Forgiveness shouldn’t be this complicated.
She wants to punch him straight in the nose for the lies he told, and at the same time, she wants to wrap him up in her arms to cry a river of relief into the curve of his neck. Both options feel solid right about now.
All she knows for sure is that she isn’t willing to entertain any concept of a future that doesn’t include Wyatt.
So she tells herself that he will come back like he said he would.
He will find a way because he always manages to pull a miracle out of thin air at the very last second, so why should this be any different?
People like him don’t disappear quietly. She will see him again, she thinks, as she sniffles softly.
When that happens, she can’t decide if she will punch him or kiss him.
Maybe both.
* * *
Addison has watched the horizon every day for two weeks straight. Each time a thread of hope disintegrates, leaving her dangerously close to facing a truth that she’s put off acknowledging. The days blur together as she watches the sky until her neck aches and her eyes burn from the cold wind.
Wyatt isn’t coming back.
It feels wrong to even consider it. He made a promise, and she trusts his intention to keep it, which means only one thing would prevent him from coming home. She refuses to let her mind finish that thought.
All those moments since his confession, when she struggled with her anger and hurt, have long since taken a backseat to the overwhelming urge to see him again. To know that he’s alive and in one piece. To feel his arms around her and see his lopsided, fed-up smile just one more time.
So she spends more time outside than she should, scanning the sky for what could be the last pilot left on the planet and finding nothing but disappointment as the sun sets each time, offering darkness where she longs to see her only light.
The cold settles into her bones. The animals sense the tension and grow skittish. Even the goats who often enjoy the most hilarious acrobatics have stopped doing flips off each other’s backs when she’s nearby.
The land has turned brown and dry to be reborn again come spring. Addison hopes she’s able to pull off a similar feat one day.
She’s hardly considered the practical element of running two farms alone until now.
Can’t let herself fully process what that means, but with the weather turning and sporadic, vague gunshots further out that filter in through the distance, signaling there are others still out there who could take this place in a heartbeat, she is forced to face the reality of it.
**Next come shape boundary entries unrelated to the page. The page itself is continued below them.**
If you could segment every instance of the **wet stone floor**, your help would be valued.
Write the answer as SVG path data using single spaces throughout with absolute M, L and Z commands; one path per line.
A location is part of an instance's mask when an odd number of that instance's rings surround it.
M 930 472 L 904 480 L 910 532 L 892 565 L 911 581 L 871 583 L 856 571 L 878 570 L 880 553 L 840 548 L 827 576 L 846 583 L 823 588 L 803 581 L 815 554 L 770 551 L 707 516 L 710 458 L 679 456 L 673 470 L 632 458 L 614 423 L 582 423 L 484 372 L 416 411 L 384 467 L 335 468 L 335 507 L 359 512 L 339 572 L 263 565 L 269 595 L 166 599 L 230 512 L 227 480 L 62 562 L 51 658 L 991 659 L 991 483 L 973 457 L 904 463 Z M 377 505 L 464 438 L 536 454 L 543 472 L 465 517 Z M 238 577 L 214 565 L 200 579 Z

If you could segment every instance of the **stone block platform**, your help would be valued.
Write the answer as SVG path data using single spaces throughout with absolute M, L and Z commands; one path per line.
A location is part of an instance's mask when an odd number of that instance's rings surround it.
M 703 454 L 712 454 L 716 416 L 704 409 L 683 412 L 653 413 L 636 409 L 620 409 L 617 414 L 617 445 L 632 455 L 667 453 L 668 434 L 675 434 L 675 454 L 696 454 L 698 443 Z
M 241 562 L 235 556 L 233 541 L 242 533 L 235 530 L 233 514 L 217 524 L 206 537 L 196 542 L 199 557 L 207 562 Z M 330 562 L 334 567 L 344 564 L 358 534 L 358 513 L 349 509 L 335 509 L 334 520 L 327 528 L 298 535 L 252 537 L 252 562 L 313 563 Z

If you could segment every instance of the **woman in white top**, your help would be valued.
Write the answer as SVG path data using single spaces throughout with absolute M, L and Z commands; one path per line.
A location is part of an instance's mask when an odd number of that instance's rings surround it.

She can’t protect their land alone. Isn’t sure if she even wants to try. Maybe the worst part is realizing how quickly he became essential in so many aspects of her life.
The only option is to have a bag ready to flee with should the worst happen, and so she forces herself to do just that. Packing supplies for her and Emma, and setting up a worst-case scenario plan if they get invaded by raiders.
Much as she often wants to wallow in the way her heart has broken into a thousand shattered little pieces, as each day without Wyatt twists the knife tighter, she has a child to think of. She won’t allow herself to crumble completely when it’s her job to keep Emma safe.
So she makes plans and backup plans and several more after that, should the first two fall to shit.
Cover her bases. Hide her emotions. If there is anything her upbringing could be good for, it’s for forcing herself through a turbulent situation and out the other side, even if it feels like she’s dragging half her body along behind her in the process.
“Do you think we should go after him?” Emma asks as the sun rises on the fourteenth day, and they watch the sky bloom into gentle hues of orange.
“No,” Addison replies quickly, so much firmer than she feels. “Not yet. He said to stay here, and so that’s what we’ll do.”
“Not yet?”
“Maybe one day. When it’s been long enough that we know he’s held up by something he can’t overcome. When you’re older and when the weather isn’t quite as cold. Maybe then we’ll leave this farm and head west.”
She hopes that day never has to come.